Moreover, a “gold standard” diagnosis (i.e., MCI-AD, MCI-FTD, MCI-DLB, or MCI-other) was provided by the dementia experts (AB, AA, and BB), who had the subjects in charge and who had complete access to all available information, such as the clinical work-up, amyloid markers, TMS intracortical connectivity measures, and follow-up evaluations.

Clinical work-up

The set of mandatory information for each recruited subject, which were presented to the two neurologists during the clinical work-up evaluation, included the demographic characteristics (age, sex, family history, past medical history, and comorbidities), the conventional structural brain imaging findings, and the results of the neuropsychological assessment, including global cognitive functions, long-term memory, executive functions, and language and visual spatial abilities, as previously reported [20]. Mini-Mental State Examination and Clinical Dementia Rating scales were considered to test global cognitive functions [21, 22]. The Basic and Instrumental Activities of Daily Living [23, 24], Neuropsychiatric Inventory [25], and Geriatric Depression Scale [26] were also considered.

All the above data were provided to the two raters in step 1.

Amyloid markers

We considered cerebrospinal Aβ1-42 analysis or amyloid positron emission tomography imaging as markers of amyloidosis. Lumbar puncture was carried out in the outpatient clinic according to standard procedures, and cerebrospinal fluid analysis was performed using an ELISA assay (INNOTEST, Innogenetics, Ghent, Belgium) [27]. According to our internal cutoff scores, a cerebrospinal fluid AD-like profile was defined as cerebrospinal fluid Aβ1-42 ≤ 650 pg/mL (along with cerebrospinal fluid total Tau ≥ 400 pg/mL).

Amyloid positron emission tomography imaging was acquired using 370 MBq (10 mCi) of 18F-florbetapir or 18F-flutemetamol, and visual readings were performed by a nuclear medicine physician who was blinded to the patients’ diagnosis, following the procedures provided by the ligand manufacturer, as previously reported [9].

Cerebrospinal fluid Aβ1-42 dosage (along with Tau) and/or amyloid positron emission tomography results (“positive” vs. “negative”) were provided to the two raters in either step 2 or step 3, according to randomization.
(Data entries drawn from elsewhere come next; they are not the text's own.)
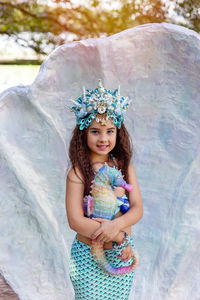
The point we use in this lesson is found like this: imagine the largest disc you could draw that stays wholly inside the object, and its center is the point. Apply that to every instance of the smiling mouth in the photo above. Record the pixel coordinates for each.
(102, 147)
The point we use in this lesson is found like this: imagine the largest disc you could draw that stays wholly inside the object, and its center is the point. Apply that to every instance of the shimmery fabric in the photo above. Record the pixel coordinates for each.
(91, 282)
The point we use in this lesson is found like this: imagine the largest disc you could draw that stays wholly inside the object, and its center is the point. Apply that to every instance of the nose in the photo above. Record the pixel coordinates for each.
(102, 138)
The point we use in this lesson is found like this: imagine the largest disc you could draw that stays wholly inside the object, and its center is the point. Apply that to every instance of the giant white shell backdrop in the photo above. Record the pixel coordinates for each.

Transcranial magnetic stimulation intracortical connectivity measures

TMS protocols were carried out as previously published [11]. We considered SICI [28] and ICF [29], which predominantly reflect GABAAergic and glutamatergic neurotransmission, respectively [15], and SAI [30], which primarily reflects cholinergic transmission [15].

Briefly, SICI, ICF, and SAI were studied using a paired-pulse technique, employing a conditioning-test design. For all paradigms, the test stimulus was adjusted to evoke a motor evoked potential (MEP) of approximately 1 mv amplitude in the right first dorsal interosseous muscle.

For SICI and ICF, the conditioning stimulus was adjusted at 70% of the resting motor threshold (RMT), employing multiple interstimulus intervals (ISIs), including 1, 2, 3, and 5 ms for SICI and 7, 10, and 15 ms for ICF [11, 28, 29]. SAI was evaluated employing a conditioning stimulus of single pulses (200 μs) of electrical stimulation delivered to right median nerve at the wrist, using a bipolar electrode with the cathode positioned proximally, at an intensity sufficient to evoke a visible twitch of the thenar muscles [11, 30]. Different ISIs were implemented (− 4, 0, + 4, + 8 ms), which were fixed relative to the N20 component latency of the somatosensory evoked potential of the median nerve.

For each ISI and for each protocol, 10 different paired conditioning-target stimuli and 14 control target stimuli were delivered in all participants in a pseudo-randomized sequence, with an intertrial interval of 5 s (± 10%). Stimulation protocols were conducted in a randomized order. All of the participants were capable of following instructions and reaching complete muscle relaxation; if, however, the data was corrupted by patient movement, the protocol was restarted and the initial recording was rejected.

The operators who performed TMS (VC and VD) were blinded to the subjects’ amyloid marker status and clinical or neuropsychological evaluation. Mean SICI-ICF (1, 2, 3 ms/7, 10, 15 ms) and mean SAI (0, +4 ms), as well as SICI-ICF/SAI ratio, were calculated, as previously reported [11]. SICI-ICF/SAI ratio was provided to the two raters, and they considered the previous published cutoff value of 0.98 [11] in either step 2 or step 3, according to randomization.

Statistical analysis

Sociodemographic characteristics of the patients as well as descriptive features of the DCs were provided through mean, standard deviation, 95% confidence intervals (95% CI), and median values.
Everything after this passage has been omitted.